A year with Bitbucket Cloud

By: on January 7, 2019

For the whole of 2018 we used Bitbucket Cloud to host a few git repositories on a project with around 40 developers working full time, creating 20000 commits. The service worked pretty well, though:

  • We did end up spending some time developing extra checks and automation.
  • We have concerns around the lack of service availability guarantees.
  • We found it awkward to keep large files out of the repository.

An initial preference for Bitbucket Cloud over Github was because we had already chosen Atlassian’s Confluence and JIRA cloud services. We hoped to find strong integration between Bitbucket Cloud and other Atlassian services. Also, we wanted to avoid dealing with too many vendors. And we’d had positive experiences with Bitbucket Cloud on smaller projects.

Stability

Bitbucket Cloud had good enough uptime for us in 2018. It’s not perfect, and Atlassian are good at communicating their status. We noticed a significant fraction of the outages Atlassian announced, the worst of which affected us for a painful few hours.  Realistically I’d guess the availability was better than we’d get if we’d used a single home-made server ourselves, without excellent administration plus redundant power, storage and networking.

Atlassian’s position on not guaranteeing uptime is problematic since, while we can keep working during downtime we nevertheless rely on Bitbucket for continuous integration, which is a vital part of our release process.  That exposes us to the danger that we won’t be able to make a fast bug fix to our service.

Pricing

At the time of writing Bitbucket Cloud Premium pricing is $5/user/month, plus $3/user/month for support and SAML. We needed multi-factor authentication and merge checks so the cheaper tiers were not appropriate.

We also considered the pricing of Github.

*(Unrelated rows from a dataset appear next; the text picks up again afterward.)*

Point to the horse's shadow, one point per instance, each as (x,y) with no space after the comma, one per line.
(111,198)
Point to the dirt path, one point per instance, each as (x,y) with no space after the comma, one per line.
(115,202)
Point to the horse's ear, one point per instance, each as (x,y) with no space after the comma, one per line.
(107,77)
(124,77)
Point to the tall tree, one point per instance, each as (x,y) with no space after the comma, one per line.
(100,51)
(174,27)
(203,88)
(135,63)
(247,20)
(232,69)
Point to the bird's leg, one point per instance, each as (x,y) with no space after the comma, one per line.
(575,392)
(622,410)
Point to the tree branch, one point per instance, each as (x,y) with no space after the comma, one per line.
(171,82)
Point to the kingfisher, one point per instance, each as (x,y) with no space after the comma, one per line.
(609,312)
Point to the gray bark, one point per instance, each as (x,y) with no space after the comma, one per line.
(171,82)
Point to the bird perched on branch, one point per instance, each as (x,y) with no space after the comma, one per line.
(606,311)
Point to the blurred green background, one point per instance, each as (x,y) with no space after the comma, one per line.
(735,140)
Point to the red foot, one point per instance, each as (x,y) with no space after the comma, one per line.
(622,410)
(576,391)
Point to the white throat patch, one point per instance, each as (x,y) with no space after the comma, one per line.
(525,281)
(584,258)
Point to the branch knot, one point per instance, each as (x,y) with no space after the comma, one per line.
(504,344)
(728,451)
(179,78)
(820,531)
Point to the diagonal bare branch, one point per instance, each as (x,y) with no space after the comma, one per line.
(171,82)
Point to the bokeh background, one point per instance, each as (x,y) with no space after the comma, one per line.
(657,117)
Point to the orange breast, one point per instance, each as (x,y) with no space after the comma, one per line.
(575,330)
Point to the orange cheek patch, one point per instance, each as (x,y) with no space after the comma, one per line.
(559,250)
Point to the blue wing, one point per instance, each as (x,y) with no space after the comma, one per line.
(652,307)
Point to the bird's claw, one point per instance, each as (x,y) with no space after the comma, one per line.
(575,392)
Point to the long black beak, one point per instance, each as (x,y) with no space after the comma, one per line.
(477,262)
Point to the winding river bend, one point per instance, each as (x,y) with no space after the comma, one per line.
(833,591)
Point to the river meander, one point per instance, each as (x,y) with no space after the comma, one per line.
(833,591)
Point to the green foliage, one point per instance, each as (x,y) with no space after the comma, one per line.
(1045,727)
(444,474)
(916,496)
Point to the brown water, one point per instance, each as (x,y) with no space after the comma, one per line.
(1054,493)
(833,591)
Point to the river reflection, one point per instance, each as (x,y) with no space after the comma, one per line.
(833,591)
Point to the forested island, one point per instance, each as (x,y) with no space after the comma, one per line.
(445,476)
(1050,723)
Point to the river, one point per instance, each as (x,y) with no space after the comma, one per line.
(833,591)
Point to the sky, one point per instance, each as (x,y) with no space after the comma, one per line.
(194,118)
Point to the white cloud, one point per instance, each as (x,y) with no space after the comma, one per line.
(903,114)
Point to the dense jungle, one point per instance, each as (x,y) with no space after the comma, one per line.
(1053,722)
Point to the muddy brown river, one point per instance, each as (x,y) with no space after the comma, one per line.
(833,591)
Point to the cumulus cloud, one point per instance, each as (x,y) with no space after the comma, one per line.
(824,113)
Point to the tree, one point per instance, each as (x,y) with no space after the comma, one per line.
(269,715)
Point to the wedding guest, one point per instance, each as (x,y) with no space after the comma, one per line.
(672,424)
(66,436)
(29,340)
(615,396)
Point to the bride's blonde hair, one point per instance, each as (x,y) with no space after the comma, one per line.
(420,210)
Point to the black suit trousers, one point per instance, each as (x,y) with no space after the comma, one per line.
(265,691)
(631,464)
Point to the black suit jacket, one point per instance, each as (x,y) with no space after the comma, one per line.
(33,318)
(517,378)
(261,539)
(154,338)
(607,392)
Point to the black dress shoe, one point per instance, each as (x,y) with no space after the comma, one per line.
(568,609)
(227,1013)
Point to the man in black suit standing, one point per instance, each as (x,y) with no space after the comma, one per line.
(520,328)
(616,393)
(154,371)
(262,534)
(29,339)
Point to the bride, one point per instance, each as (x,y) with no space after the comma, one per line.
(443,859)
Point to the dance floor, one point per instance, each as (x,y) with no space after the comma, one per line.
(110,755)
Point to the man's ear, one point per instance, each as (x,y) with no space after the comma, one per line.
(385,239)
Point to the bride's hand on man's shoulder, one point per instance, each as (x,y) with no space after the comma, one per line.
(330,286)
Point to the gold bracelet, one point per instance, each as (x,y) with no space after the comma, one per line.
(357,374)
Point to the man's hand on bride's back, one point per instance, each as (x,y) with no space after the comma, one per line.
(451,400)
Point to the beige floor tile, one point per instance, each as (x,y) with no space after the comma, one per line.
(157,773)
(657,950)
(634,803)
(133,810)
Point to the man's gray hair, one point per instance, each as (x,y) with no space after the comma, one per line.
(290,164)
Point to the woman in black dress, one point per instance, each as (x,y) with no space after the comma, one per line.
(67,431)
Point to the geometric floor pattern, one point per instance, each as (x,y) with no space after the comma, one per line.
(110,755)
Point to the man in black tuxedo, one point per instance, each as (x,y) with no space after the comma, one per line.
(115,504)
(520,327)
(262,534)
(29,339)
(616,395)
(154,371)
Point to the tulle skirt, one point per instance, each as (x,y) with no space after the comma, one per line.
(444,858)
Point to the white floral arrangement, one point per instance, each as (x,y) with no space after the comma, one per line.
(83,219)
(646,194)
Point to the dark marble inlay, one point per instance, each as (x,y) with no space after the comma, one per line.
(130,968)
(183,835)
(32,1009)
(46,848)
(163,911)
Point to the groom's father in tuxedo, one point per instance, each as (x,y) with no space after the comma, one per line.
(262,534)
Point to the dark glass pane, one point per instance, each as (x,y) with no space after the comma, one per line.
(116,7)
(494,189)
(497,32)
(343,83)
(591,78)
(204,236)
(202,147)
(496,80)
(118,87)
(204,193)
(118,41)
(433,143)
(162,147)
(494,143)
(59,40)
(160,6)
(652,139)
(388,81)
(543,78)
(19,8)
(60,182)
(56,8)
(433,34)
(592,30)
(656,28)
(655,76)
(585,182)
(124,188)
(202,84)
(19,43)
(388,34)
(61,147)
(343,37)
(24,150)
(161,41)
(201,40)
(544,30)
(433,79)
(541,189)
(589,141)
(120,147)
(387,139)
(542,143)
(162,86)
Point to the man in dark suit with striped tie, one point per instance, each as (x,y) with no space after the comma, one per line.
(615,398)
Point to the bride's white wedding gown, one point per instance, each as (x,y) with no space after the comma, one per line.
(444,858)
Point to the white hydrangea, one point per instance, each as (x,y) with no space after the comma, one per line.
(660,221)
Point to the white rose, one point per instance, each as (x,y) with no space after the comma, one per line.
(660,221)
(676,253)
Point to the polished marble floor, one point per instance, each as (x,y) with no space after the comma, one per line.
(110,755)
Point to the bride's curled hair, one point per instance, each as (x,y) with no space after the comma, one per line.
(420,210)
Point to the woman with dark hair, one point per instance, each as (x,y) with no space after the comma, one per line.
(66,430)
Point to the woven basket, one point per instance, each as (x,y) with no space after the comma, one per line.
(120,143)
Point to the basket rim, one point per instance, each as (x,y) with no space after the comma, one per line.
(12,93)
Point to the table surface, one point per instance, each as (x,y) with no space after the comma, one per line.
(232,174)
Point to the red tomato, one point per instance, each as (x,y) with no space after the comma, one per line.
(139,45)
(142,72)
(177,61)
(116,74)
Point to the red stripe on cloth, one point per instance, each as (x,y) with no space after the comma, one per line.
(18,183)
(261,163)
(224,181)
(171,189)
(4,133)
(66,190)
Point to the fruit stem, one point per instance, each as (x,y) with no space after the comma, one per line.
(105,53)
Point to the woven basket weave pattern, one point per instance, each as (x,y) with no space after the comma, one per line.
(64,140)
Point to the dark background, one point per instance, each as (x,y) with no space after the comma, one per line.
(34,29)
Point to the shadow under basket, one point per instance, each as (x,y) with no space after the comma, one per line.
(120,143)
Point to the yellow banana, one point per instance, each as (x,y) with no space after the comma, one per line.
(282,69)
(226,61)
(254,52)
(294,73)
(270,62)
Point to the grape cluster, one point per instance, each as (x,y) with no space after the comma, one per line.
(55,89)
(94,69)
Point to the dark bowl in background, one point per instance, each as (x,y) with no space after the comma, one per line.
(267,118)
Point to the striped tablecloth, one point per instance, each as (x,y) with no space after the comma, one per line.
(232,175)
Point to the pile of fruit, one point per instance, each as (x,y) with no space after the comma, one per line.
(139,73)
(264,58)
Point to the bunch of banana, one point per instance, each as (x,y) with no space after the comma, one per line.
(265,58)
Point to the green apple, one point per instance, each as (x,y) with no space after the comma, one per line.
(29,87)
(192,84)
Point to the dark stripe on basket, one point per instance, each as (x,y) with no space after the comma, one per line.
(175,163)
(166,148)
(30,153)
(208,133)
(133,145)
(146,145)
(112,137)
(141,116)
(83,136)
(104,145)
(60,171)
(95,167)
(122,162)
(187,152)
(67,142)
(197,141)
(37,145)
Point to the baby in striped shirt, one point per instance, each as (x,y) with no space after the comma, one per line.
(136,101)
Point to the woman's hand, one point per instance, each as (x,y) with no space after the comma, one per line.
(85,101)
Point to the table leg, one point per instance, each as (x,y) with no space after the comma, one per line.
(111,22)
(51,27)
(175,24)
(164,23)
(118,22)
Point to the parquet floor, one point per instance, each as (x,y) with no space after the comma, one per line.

We’d need the Business Cloud tier at $21/user/month, which also includes an agreement about uptime. Amazon AWS CodeCommit is also coming up on my radar and has attractive pricing.

Performance

The speed of cloning, pushing and pulling commits has always been outstanding; we’ve always been limited in this by our internet connections rather than the service itself.

A minor frustration was that even at its best, Bitbucket Cloud page load times feel a little slow. Sometimes page loads take a few seconds. Previous experience I’ve had with a locally hosted Bitbucket on fast servers has been very smooth.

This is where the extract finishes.